Die Regierung hat ein PR-Problem, ist Khan doch «der Vater» der pakistanischen Atombombe. Für die Bevölkerung ist er ein Held, hat er dem Land doch die Macht gegeben, dem jahrzehntelangen und bis dahin übermächtigen Gegner Indien die Stirn zu bieten. Laut AFP gibt es daher in der Regierung Streit darüber, wie man mit ihm umgehen soll.
Der Anstoß zu den Ermittlungen war von außen gekommen. Die Internationale Atomenergiebehörde (IAEA) hatte im November Pakistan darüber informiert, dass einige Wissenschaftler streng gehütete Informationen verkaufen.

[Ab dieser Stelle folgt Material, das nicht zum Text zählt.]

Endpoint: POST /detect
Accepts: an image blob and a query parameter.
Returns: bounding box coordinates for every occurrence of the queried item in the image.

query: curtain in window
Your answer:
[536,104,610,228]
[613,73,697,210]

Khan hat nicht zum ersten Mal Informationen über Nuklearanlagen auf seltsame Art behandelt. Ein niederländisches Gericht hatte ihn 1983 wegen Diebstahls der Konstruktionsunterlagen einer europäischen Urananreicherungs-Anlage verurteilt. Lediglich Aufgrund eines Verfahrensfehlers war das Urteil revidiert worden.
Das pakistanische Außenministerium bemüht sich um Schadensbegrenzung um dem Eindruck entgegen zu wirken, die nukleare Hilfe sei staatlich sanktioniert gewesen. Man habe dies nicht genehmigt oder angeregt, und man sei sich seiner Verantwortung bewusst würde sensible Informationen auf keinen Fall weitergeben, so das Außenministerium.
Man habe niemals nukleares Wissen exportiert, sagte auch Präsident Pervez Musharraf in einem Interview mit CNN. «Wir werden gegen jeden Gesetzesverletzer vorgehen, da er ein Feind des Staates ist», so Musharraf. In wenigen Wochen bereits werde man die Untersuchung dazu beendet haben.